I respectfully dissent from the conclusion of the majority upholding the finding of the jury that the found negligence of the plaintiff was not a proximate or contributory cause of the injury for which damages were awarded by the verdict and judgment. The undisputed evidence, together with the findings of the jury, established these facts:
Appellant at the time of the collision was proceeding slowly and cautiously to turn across the public highway from its south to its north side to enter his premises situated on the north side of the highway. As he started to make the turn across the center line of the highway, he was compelled to stop his car to permit an automobile approaching from his rear and going east on the highway to pass. Before making this stop, he had seen the lights of appellee's automobile approaching from the east along the north side of the highway. After the automobile coming from his rear passed him it momentarily obscured the lights on the appellee's car. In this situation, appellant again put his car in motion, and, when it had moved not more than 2 1/2 feet across the center line of the highway, appellee ran his car violently against appellant's car, injuring both cars and causing serious personal injuries to appellee and his wife.
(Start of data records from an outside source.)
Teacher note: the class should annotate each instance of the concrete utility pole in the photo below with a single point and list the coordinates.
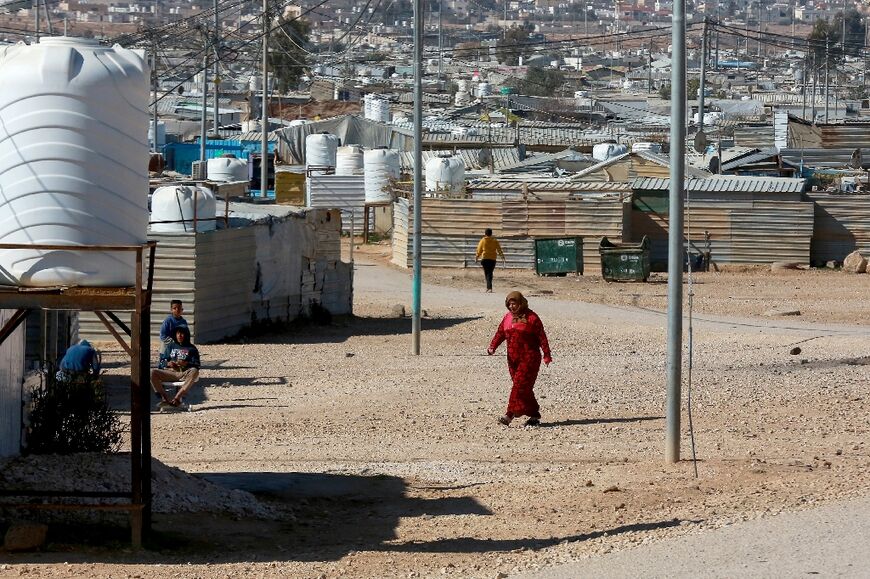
(217, 40)
(675, 230)
(417, 281)
(264, 112)
(440, 41)
(827, 86)
(204, 103)
(703, 82)
(154, 86)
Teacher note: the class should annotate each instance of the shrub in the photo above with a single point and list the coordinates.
(70, 415)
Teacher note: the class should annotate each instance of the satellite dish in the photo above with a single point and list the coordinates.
(700, 142)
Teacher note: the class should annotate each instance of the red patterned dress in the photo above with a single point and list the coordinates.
(526, 339)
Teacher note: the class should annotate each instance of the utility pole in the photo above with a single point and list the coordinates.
(216, 47)
(204, 103)
(649, 70)
(154, 86)
(417, 281)
(815, 82)
(675, 230)
(701, 86)
(827, 87)
(264, 109)
(440, 42)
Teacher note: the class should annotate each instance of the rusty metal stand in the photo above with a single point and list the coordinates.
(103, 301)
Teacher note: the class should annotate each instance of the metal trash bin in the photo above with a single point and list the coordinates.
(558, 255)
(626, 261)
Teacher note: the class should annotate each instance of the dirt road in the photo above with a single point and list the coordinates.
(384, 464)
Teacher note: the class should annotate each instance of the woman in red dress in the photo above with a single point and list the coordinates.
(524, 332)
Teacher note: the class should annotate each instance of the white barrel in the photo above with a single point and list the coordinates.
(380, 166)
(227, 169)
(445, 174)
(73, 160)
(320, 150)
(172, 209)
(349, 160)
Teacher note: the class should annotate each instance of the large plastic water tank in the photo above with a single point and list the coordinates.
(320, 150)
(227, 169)
(604, 151)
(73, 159)
(172, 209)
(445, 174)
(381, 165)
(349, 160)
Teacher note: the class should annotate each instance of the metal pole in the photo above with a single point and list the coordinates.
(827, 86)
(264, 112)
(418, 173)
(154, 86)
(703, 77)
(217, 39)
(675, 230)
(204, 104)
(440, 41)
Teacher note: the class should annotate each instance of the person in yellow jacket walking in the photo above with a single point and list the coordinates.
(488, 250)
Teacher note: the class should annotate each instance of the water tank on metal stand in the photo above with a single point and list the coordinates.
(320, 151)
(176, 208)
(73, 159)
(445, 174)
(349, 160)
(380, 165)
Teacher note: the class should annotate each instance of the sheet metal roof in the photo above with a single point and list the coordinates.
(728, 184)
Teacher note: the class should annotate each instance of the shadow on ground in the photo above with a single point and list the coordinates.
(325, 518)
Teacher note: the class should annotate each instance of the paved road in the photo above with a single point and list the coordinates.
(830, 541)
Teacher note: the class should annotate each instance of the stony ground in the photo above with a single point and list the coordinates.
(377, 463)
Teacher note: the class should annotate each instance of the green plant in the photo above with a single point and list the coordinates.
(71, 415)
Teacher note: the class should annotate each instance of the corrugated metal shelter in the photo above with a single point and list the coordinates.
(344, 192)
(842, 225)
(11, 378)
(749, 220)
(269, 271)
(453, 227)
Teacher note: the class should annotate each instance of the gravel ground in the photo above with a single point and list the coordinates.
(384, 464)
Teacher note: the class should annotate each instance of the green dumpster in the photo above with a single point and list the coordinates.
(558, 255)
(626, 261)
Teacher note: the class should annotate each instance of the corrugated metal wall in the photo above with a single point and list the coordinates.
(231, 279)
(842, 225)
(345, 192)
(11, 377)
(452, 228)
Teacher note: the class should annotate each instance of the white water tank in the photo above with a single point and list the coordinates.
(227, 169)
(320, 150)
(380, 166)
(73, 159)
(445, 174)
(646, 146)
(605, 151)
(349, 160)
(173, 209)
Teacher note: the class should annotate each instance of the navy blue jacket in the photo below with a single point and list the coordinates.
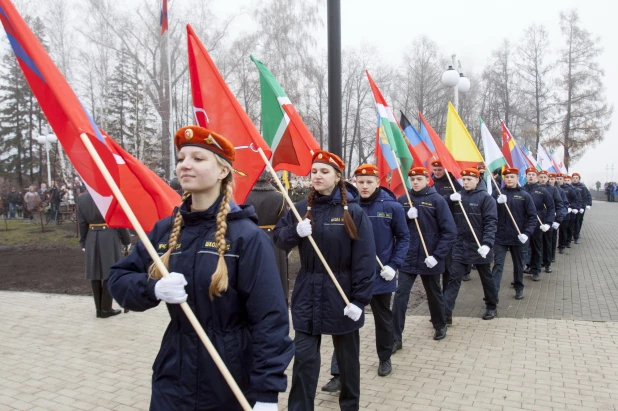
(248, 324)
(543, 201)
(443, 187)
(524, 212)
(391, 235)
(317, 306)
(561, 211)
(481, 210)
(438, 229)
(584, 194)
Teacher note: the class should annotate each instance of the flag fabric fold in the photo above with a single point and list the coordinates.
(217, 109)
(290, 140)
(69, 119)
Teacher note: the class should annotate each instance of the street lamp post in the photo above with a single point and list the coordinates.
(453, 77)
(50, 138)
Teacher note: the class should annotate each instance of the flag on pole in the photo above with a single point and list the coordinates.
(164, 20)
(149, 197)
(289, 138)
(393, 134)
(217, 109)
(459, 142)
(494, 158)
(445, 156)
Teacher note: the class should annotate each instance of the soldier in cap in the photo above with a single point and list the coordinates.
(513, 235)
(481, 210)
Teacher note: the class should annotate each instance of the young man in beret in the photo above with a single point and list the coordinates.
(482, 214)
(510, 237)
(431, 212)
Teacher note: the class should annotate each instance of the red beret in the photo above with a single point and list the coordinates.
(333, 160)
(366, 170)
(202, 137)
(470, 172)
(418, 171)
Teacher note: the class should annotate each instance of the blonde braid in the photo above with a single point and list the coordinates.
(153, 271)
(219, 280)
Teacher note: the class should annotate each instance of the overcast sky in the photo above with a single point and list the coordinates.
(471, 29)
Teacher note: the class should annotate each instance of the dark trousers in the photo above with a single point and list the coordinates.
(458, 269)
(383, 317)
(536, 251)
(517, 257)
(435, 299)
(306, 370)
(102, 297)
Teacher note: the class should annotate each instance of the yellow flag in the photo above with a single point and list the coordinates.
(459, 142)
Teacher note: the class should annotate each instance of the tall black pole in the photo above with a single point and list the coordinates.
(334, 77)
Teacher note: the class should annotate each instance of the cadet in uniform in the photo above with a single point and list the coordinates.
(222, 264)
(344, 235)
(482, 213)
(507, 237)
(439, 232)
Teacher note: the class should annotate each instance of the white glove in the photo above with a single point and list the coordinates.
(265, 406)
(172, 289)
(388, 273)
(304, 228)
(431, 261)
(353, 312)
(483, 251)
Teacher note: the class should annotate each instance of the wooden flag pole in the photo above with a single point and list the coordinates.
(418, 227)
(299, 218)
(463, 209)
(157, 260)
(507, 206)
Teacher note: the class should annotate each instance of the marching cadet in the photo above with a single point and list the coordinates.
(586, 203)
(565, 214)
(546, 213)
(436, 223)
(548, 244)
(443, 187)
(344, 235)
(481, 211)
(392, 239)
(222, 264)
(507, 237)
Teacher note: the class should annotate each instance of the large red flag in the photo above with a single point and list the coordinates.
(217, 109)
(149, 199)
(445, 156)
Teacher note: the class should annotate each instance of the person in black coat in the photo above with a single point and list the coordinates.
(345, 237)
(222, 264)
(508, 238)
(438, 228)
(481, 210)
(586, 199)
(548, 244)
(546, 213)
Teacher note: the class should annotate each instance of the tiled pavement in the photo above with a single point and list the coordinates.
(54, 355)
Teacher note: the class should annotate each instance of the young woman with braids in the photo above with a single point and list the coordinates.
(223, 265)
(343, 233)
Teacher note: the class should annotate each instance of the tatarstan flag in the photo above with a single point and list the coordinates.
(283, 130)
There were fourteen or fifteen feet of roadway on the north side of the highway between appellant's car, when it was struck by appellee's car, and the north edge of the roadway. The jury found that the appellant was negligent in driving his car across the center line of the roadway at a time when the appellee's car was in close proximity, and that such negligence was the proximate cause of the injuries to plaintiffs; that appellant did not drive his car against the left side of appellee's car, and did not fail to keep a proper lookout for cars approaching from the east on the highway at the time he drove his car across the center line of the roadway. The jury also found that appellee Jewel E. Kircher "at and immediately prior to the time of the accident" was negligently driving his car at a dangerous and excessive rate of speed, and negligently "failed to keep a proper lookout for vehicles that might be lawfully upon or attempting to cross the highway ahead of him."
If these undisputed facts and the findings of the jury do not make a case of contributory negligence as a matter of law, then no such case can be made.
The findings of the jury that appellee was negligent in the respects before stated are amply sustained by the evidence, and appellees make no complaint of these findings. Their claim that the judgment should be affirmed is based upon the general proposition that the question of proximate cause is a question of fact for the jury, and that the evidence in this case sustains the finding of the jury that appellee's negligence was not the proximate cause of their injury.
It is unnecessary, and may be wholly unprofitable, to speculate on the ratiocination of the jury in reaching the fact conclusion that the negligence of the appellees was not the proximate cause of their injury, but it seems likely to me that they misunderstood or misapplied the charge of the court. As a matter of fact, it could not be accurately found that the negligence of each was "the" proximate cause of appellee's injuries. It was the negligence of one or of both of the parties, and, if the negligence of the appellees directly contributed to the accident, it was "a," and not "the," proximate cause.
The charge did not define contributory negligence, and the jury probably concluded that it was for them to say whose negligence was most responsible for the accident, and proceeded in good faith to apply the rule of comparative negligence.
But, be that as it may, to uphold a verdict and judgment on these facts and findings, because the jury found that appellees' negligence was not the proximate cause of their injury, is in effect to abrogate the rule that in cases of this kind a plaintiff cannot recover for injuries which his own negligence directly contributed to cause. The integrity of this rule should not be left to either the arbitrary discretion or the misconceptions of a jury.
In my opinion, the judgment of the court below should be reversed, and judgment here rendered for appellant.